Une arrivée qui est loin d’être de tout repos pour un anglais marchant sur les plates-bandes des Français…

Le narrateur, un Anglais, débarque sur une île des Samoa pour tenir un comptoir commercial. À force de persévérance devant les obstacles que lui dressent les Blancs déjà installés et les insulaires ; malgré la tromperie, il épouse la jeune îlienne Uma.

Ce sont les péripéties entre colonisateurs et colonisés que dénonce Robert Louis Stevenson dans cette histoire.

« C’était la coutume de ces parages et (comme je l’ai dit moi-même) nullement la faute de nous autres Blancs, mais celle des missionnaires. S’ils avaient laissé les indigènes tranquilles, je n’aurais pas eu besoin de cette supercherie »

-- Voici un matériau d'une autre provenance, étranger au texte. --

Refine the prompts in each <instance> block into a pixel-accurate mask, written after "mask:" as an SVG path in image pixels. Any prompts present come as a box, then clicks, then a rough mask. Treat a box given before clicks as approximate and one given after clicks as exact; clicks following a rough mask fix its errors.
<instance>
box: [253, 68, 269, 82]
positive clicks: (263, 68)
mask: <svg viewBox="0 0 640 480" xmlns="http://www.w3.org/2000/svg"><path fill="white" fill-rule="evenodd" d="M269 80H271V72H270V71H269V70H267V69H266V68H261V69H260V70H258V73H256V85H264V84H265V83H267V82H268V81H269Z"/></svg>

Un thriller historique captivant et revendicatif au sujet de la colonisation

EXTRAIT

Quand je vis cette île pour la première fois, le matin allait remplacer la nuit. À l’ouest, la lune se couchait large et brillante encore. À l’est, en plein milieu de l’aurore toute rose l’étoile du jour étincelait comme un diamant. La brise de terre qui nous soufflait au visage avait un fort parfum de citron et de vanille – d’autres fruits encore, mais ceux-là les plus nets – et sa fraîcheur me fit éternuer. Je dois dire que j’avais passé, des années sur une île basse proche de la Ligne, vivant la plupart du temps solitaire parmi les indigènes. C’était donc ici une aventure nouvelle : le langage même me serait inconnu ; et l’aspect de ces bois et de ces montagnes, leur merveilleuse senteur, me rénovaient le sang.

À PROPOS DE L’AUTEUR

Robert Louis Stevenson, né le 13 novembre 1850 à Édimbourg et décédé le 3 décembre 1894 à Vailima (Samoa), est un écrivain écossais et un grand voyageur, célèbre pour son roman L'Île au trésor ainsi que pour sa nouvelle L'Étrange Cas du Dr Jekyll et de Mr Hyde. A rebours de ses contemporains naturalistes, la poétique de Stevenson est résolument anti-réaliste. Elle privilégie les lois et les exigences de la fiction contre celles du réel, sans pour autant s'enfermer dans une quelconque tour d'ivoire.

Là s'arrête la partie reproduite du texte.